Young Patient Advocates learning about the Virtues of Leadership
The 1st edition of EPF’s Summer Training Leadership Programme for Young Patient Advocates took place in the surroundings of beautiful Vienna, Austria. From the 3rd to 5th of July, 39 young people got together to share experiences and learn about leadership skills. With one objective: preparing the future generation of patient advocates!
It was passion and commitment towards patient advocacy that brought young people from 19 different European countries together. The objectives of this first edition were ambitious: learning more about human rights and discrimination with a view to becoming leaders that inspire and help other young people with chronic conditions. Over the course of three days, speakers and trainers from various fields and disciplines shared their expertise, knowledge, their tips and experience to give participants a better picture of the potential challenges, and opportunities faced by patient advocates.
Dan Moxon and Ed Moss from “People Dialogue and Change” led and carried out group exercises covering leadership skills: from scoring one’s management personality to learning techniques to set goals for an organisation, and elaborating elevator pitches.
Human Rights and Discrimination at the Centre of the Stage
Fighting stigma and discrimination was one of the focus of the training. In a session introducing a general outline of the European Convention of Human Rights, the group discussed the different types of discrimination and how to best challenge them at the European level.
EPF’s Policy Advisor Katie Gallagher then explained how young advocates can best make the case for patient rights in the current EU context, while Patrycja Pogodzinska from the European Agency for Fundamental Rights provided some insight into research carried out on discrimination faced by minority or marginalised groups in Europe when accessing healthcare.

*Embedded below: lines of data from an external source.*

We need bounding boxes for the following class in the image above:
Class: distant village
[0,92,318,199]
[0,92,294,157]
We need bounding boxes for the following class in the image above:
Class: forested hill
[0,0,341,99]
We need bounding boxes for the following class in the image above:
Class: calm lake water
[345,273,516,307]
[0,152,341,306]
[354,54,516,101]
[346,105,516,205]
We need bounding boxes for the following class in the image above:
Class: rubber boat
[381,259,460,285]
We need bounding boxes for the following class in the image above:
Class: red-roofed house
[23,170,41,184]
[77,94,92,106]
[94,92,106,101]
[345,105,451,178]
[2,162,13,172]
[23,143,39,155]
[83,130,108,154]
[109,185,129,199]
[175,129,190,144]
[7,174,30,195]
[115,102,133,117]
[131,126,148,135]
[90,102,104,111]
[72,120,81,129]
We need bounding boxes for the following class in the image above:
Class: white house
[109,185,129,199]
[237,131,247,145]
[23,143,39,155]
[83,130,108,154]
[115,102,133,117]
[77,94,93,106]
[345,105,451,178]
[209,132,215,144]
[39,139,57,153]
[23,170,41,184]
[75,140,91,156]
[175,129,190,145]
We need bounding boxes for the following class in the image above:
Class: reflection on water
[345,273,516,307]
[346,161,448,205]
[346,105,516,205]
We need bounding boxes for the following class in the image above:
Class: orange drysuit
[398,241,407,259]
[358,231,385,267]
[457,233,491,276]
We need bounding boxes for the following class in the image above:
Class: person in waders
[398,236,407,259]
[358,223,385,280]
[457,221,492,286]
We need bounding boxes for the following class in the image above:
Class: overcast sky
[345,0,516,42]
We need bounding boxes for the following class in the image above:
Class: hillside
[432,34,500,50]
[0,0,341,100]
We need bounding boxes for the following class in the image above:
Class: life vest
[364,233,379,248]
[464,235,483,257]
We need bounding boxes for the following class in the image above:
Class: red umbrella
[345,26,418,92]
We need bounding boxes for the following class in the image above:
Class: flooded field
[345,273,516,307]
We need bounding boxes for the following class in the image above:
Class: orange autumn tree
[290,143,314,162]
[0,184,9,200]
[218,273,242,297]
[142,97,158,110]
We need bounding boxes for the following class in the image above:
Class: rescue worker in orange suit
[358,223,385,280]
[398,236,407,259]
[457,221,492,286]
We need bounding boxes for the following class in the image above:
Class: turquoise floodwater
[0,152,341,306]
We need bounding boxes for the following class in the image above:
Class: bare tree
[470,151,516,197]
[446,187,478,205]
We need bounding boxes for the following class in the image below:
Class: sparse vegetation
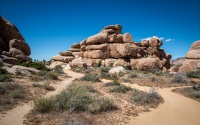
[61,119,87,125]
[128,71,138,78]
[172,85,200,101]
[17,60,49,71]
[80,74,100,82]
[29,71,58,81]
[132,88,163,107]
[53,65,63,74]
[34,97,53,113]
[150,68,163,75]
[110,85,131,93]
[187,70,200,78]
[34,83,115,113]
[0,82,25,111]
[88,98,117,113]
[171,73,188,83]
[104,80,121,87]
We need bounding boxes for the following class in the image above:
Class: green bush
[17,60,49,71]
[83,85,97,93]
[186,70,200,78]
[34,83,118,113]
[34,97,53,113]
[54,65,63,74]
[171,73,188,83]
[80,74,100,82]
[54,83,93,111]
[88,98,117,113]
[110,85,131,93]
[61,119,87,125]
[0,67,8,74]
[132,89,140,97]
[10,89,24,99]
[132,88,163,106]
[29,70,58,81]
[128,72,138,78]
[192,91,200,98]
[104,80,121,87]
[150,68,163,75]
[0,74,12,82]
[100,67,111,73]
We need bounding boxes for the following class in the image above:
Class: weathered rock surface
[0,16,31,64]
[4,65,39,74]
[179,40,200,73]
[52,24,172,70]
[109,66,126,75]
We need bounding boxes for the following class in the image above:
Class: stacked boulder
[52,43,81,63]
[179,40,200,73]
[52,25,171,70]
[0,16,31,64]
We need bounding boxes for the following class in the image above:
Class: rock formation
[0,16,31,64]
[179,40,200,73]
[52,25,172,70]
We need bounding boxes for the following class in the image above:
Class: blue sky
[0,0,200,60]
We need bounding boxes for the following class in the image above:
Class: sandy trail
[124,83,200,125]
[0,70,82,125]
[0,70,200,125]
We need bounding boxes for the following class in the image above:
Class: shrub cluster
[187,70,200,78]
[17,60,49,71]
[171,73,188,83]
[34,83,116,113]
[132,88,163,107]
[80,74,100,82]
[29,70,58,81]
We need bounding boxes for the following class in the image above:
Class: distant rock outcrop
[179,40,200,73]
[0,16,31,64]
[52,25,172,71]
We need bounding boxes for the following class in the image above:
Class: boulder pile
[52,25,172,70]
[0,16,31,64]
[179,40,200,73]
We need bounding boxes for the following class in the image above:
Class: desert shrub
[186,70,200,78]
[54,83,93,111]
[80,74,100,82]
[0,82,21,91]
[0,67,8,74]
[53,65,63,74]
[150,76,157,82]
[128,71,138,78]
[83,85,97,93]
[192,91,200,98]
[0,74,12,82]
[171,73,188,83]
[100,67,111,73]
[34,97,53,113]
[150,68,163,75]
[132,88,163,107]
[71,67,85,72]
[32,82,43,88]
[118,72,125,77]
[132,89,140,97]
[17,60,49,71]
[104,80,121,87]
[88,98,117,113]
[110,85,131,93]
[29,70,58,81]
[10,89,24,99]
[0,82,24,100]
[42,82,55,91]
[61,119,87,125]
[15,69,22,75]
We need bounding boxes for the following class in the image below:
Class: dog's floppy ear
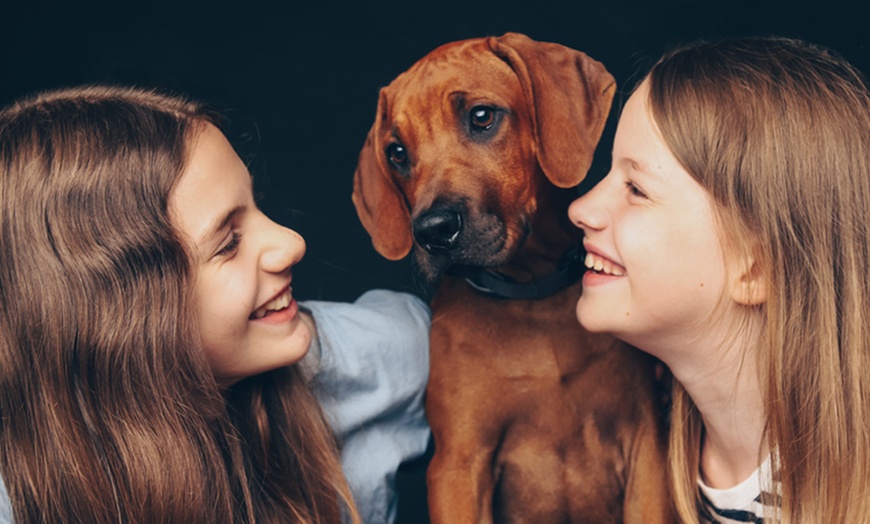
[353,89,412,260]
[489,33,616,187]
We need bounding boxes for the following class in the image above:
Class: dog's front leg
[426,397,496,524]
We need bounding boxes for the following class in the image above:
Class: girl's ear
[731,257,768,306]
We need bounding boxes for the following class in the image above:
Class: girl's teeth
[251,289,293,320]
[583,253,625,277]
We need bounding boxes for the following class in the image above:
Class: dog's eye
[469,106,495,131]
[384,142,408,169]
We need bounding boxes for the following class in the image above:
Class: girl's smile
[249,285,299,323]
[170,125,311,384]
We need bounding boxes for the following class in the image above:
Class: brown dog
[353,33,670,524]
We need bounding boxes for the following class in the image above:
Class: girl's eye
[625,180,646,198]
[215,231,242,257]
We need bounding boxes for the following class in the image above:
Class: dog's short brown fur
[353,33,670,524]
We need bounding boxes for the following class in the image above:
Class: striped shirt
[698,456,779,524]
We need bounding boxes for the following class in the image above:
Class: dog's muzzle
[414,209,462,255]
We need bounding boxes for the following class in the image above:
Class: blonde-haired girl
[569,37,870,524]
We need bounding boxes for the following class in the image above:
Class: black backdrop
[0,0,870,300]
[0,0,870,522]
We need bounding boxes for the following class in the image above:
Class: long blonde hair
[648,37,870,523]
[648,37,870,523]
[0,86,356,523]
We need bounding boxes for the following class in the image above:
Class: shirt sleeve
[301,290,431,523]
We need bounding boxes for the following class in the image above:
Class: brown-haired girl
[569,37,870,524]
[0,87,428,523]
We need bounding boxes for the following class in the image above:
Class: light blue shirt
[0,290,430,524]
[301,290,430,524]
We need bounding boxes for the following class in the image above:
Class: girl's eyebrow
[199,205,245,243]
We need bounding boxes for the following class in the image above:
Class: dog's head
[353,33,615,278]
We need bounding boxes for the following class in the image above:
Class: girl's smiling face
[170,124,311,385]
[568,82,727,362]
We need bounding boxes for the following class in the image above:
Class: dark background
[0,0,870,522]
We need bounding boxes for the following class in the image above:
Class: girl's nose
[260,218,305,273]
[568,176,607,231]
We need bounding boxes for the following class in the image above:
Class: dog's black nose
[414,209,462,253]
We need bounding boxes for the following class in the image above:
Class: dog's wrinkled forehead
[385,39,519,118]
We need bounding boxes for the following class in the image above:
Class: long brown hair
[648,37,870,523]
[0,86,356,523]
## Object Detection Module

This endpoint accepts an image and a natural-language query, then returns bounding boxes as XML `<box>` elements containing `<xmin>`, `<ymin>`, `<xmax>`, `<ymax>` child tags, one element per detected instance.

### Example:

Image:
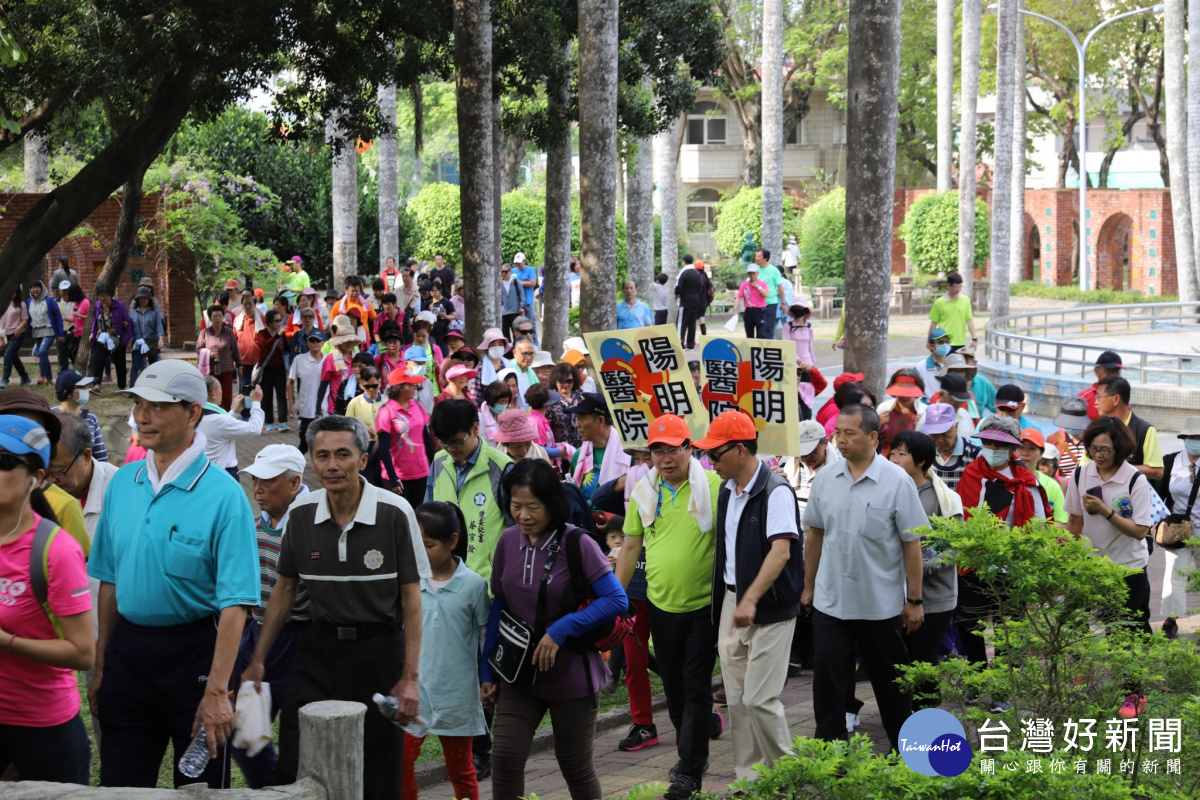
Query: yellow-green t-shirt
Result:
<box><xmin>42</xmin><ymin>483</ymin><xmax>91</xmax><ymax>558</ymax></box>
<box><xmin>929</xmin><ymin>295</ymin><xmax>974</xmax><ymax>347</ymax></box>
<box><xmin>625</xmin><ymin>471</ymin><xmax>721</xmax><ymax>614</ymax></box>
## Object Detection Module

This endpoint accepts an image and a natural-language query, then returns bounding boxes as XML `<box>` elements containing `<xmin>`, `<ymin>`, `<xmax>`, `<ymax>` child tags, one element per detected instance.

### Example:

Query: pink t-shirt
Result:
<box><xmin>0</xmin><ymin>512</ymin><xmax>91</xmax><ymax>728</ymax></box>
<box><xmin>376</xmin><ymin>398</ymin><xmax>430</xmax><ymax>481</ymax></box>
<box><xmin>320</xmin><ymin>353</ymin><xmax>350</xmax><ymax>414</ymax></box>
<box><xmin>738</xmin><ymin>281</ymin><xmax>767</xmax><ymax>308</ymax></box>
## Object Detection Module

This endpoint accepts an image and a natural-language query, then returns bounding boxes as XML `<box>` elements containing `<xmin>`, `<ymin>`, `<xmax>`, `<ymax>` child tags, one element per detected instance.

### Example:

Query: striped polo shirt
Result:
<box><xmin>277</xmin><ymin>477</ymin><xmax>432</xmax><ymax>626</ymax></box>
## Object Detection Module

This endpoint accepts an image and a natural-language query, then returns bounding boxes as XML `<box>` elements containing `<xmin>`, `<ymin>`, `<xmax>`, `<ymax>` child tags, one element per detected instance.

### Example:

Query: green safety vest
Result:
<box><xmin>430</xmin><ymin>444</ymin><xmax>512</xmax><ymax>585</ymax></box>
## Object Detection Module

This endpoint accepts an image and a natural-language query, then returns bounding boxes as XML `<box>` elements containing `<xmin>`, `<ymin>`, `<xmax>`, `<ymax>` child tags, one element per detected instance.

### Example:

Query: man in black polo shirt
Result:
<box><xmin>242</xmin><ymin>415</ymin><xmax>430</xmax><ymax>800</ymax></box>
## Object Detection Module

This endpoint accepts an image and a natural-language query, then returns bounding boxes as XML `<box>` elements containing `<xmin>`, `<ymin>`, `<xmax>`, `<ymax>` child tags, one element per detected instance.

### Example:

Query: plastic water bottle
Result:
<box><xmin>179</xmin><ymin>726</ymin><xmax>209</xmax><ymax>777</ymax></box>
<box><xmin>376</xmin><ymin>692</ymin><xmax>430</xmax><ymax>734</ymax></box>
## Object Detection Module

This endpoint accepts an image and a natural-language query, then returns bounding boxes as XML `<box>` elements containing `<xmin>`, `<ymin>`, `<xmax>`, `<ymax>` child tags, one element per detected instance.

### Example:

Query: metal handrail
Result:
<box><xmin>984</xmin><ymin>302</ymin><xmax>1200</xmax><ymax>386</ymax></box>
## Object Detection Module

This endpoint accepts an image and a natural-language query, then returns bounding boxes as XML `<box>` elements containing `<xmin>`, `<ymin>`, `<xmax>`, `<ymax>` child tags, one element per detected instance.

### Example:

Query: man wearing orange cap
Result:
<box><xmin>616</xmin><ymin>414</ymin><xmax>724</xmax><ymax>800</ymax></box>
<box><xmin>695</xmin><ymin>409</ymin><xmax>804</xmax><ymax>781</ymax></box>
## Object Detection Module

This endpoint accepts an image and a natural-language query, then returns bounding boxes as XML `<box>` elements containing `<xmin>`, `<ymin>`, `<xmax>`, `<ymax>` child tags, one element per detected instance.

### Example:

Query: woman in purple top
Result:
<box><xmin>480</xmin><ymin>458</ymin><xmax>629</xmax><ymax>800</ymax></box>
<box><xmin>90</xmin><ymin>283</ymin><xmax>133</xmax><ymax>389</ymax></box>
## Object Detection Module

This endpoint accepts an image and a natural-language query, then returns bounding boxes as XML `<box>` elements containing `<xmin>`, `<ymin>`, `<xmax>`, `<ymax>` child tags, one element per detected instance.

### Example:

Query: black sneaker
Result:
<box><xmin>617</xmin><ymin>724</ymin><xmax>659</xmax><ymax>753</ymax></box>
<box><xmin>666</xmin><ymin>772</ymin><xmax>700</xmax><ymax>800</ymax></box>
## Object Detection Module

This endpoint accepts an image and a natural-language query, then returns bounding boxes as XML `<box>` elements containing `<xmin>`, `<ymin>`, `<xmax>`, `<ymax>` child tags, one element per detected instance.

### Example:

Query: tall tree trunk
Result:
<box><xmin>0</xmin><ymin>67</ymin><xmax>193</xmax><ymax>303</ymax></box>
<box><xmin>1163</xmin><ymin>0</ymin><xmax>1200</xmax><ymax>301</ymax></box>
<box><xmin>541</xmin><ymin>55</ymin><xmax>574</xmax><ymax>359</ymax></box>
<box><xmin>25</xmin><ymin>131</ymin><xmax>50</xmax><ymax>192</ymax></box>
<box><xmin>625</xmin><ymin>139</ymin><xmax>654</xmax><ymax>293</ymax></box>
<box><xmin>937</xmin><ymin>0</ymin><xmax>954</xmax><ymax>192</ymax></box>
<box><xmin>959</xmin><ymin>0</ymin><xmax>983</xmax><ymax>297</ymax></box>
<box><xmin>454</xmin><ymin>0</ymin><xmax>499</xmax><ymax>342</ymax></box>
<box><xmin>1188</xmin><ymin>0</ymin><xmax>1200</xmax><ymax>266</ymax></box>
<box><xmin>654</xmin><ymin>125</ymin><xmax>679</xmax><ymax>323</ymax></box>
<box><xmin>1008</xmin><ymin>0</ymin><xmax>1028</xmax><ymax>283</ymax></box>
<box><xmin>74</xmin><ymin>163</ymin><xmax>149</xmax><ymax>375</ymax></box>
<box><xmin>488</xmin><ymin>94</ymin><xmax>501</xmax><ymax>328</ymax></box>
<box><xmin>378</xmin><ymin>83</ymin><xmax>400</xmax><ymax>270</ymax></box>
<box><xmin>578</xmin><ymin>0</ymin><xmax>618</xmax><ymax>332</ymax></box>
<box><xmin>845</xmin><ymin>0</ymin><xmax>900</xmax><ymax>396</ymax></box>
<box><xmin>762</xmin><ymin>0</ymin><xmax>784</xmax><ymax>264</ymax></box>
<box><xmin>325</xmin><ymin>113</ymin><xmax>359</xmax><ymax>291</ymax></box>
<box><xmin>984</xmin><ymin>0</ymin><xmax>1016</xmax><ymax>317</ymax></box>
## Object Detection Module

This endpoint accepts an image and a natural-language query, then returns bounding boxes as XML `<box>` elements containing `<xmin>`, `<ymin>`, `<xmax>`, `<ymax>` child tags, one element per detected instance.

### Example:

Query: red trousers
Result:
<box><xmin>400</xmin><ymin>733</ymin><xmax>479</xmax><ymax>800</ymax></box>
<box><xmin>625</xmin><ymin>600</ymin><xmax>654</xmax><ymax>724</ymax></box>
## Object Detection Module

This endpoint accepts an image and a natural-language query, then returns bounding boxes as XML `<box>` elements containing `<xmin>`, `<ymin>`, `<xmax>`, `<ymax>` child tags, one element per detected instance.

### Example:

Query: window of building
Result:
<box><xmin>688</xmin><ymin>101</ymin><xmax>726</xmax><ymax>144</ymax></box>
<box><xmin>688</xmin><ymin>188</ymin><xmax>721</xmax><ymax>233</ymax></box>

Participants also had the opportunity to hear Nancy J. Altman, a lawyer and social security expert based in the US, who provided examples of how social and political changes can be promoted. Ms Altman also shed a light on the situation surrounding the American healthcare system and measures taken to make healthcare coverage as broad and accessible as possible.
Invited as an expert patient, Tamas Bereczky, an HIV patient advocate and EUPATI Trainer from Hungary, spoke about what constitutes stigma against patients with certain long-term diseases or from certain minority groups to explain how or why other forms of societal discrimination exist.
EPF Youth Group members who helped shape the programme obviously played a major role in the event: Polis Stavrou and Andreas Christodoulou contributed with a session on the group’s activities and major achievements. Valentina Strammiello, EPF’s Programme Manager, delivered a presentation about the European Health Parliament and encouraged the audience to apply for the initiative’s third edition, contributing with the young patients’ perspective.
Last but not least, Simon Stones, a health activist and researcher from the UK gave an inspiring talk about the journey that led him to becoming a patient advocate with some final words of advice: “to stand by the values you hold in your work, to not be afraid or let setbacks keep you back and to be true to yourself”.
The intense programme of the Summer Training Course, coupling interventions from experts with the very practical workshops, certainly has the potential to help young patient advocates in their journey towards better and more impactful patient advocacy. Judging from the very positive feedback, the first edition of this new EPF programme was a success and helped strengthening the bonds within this very unique, motivated and inspiring community of young patient advocates!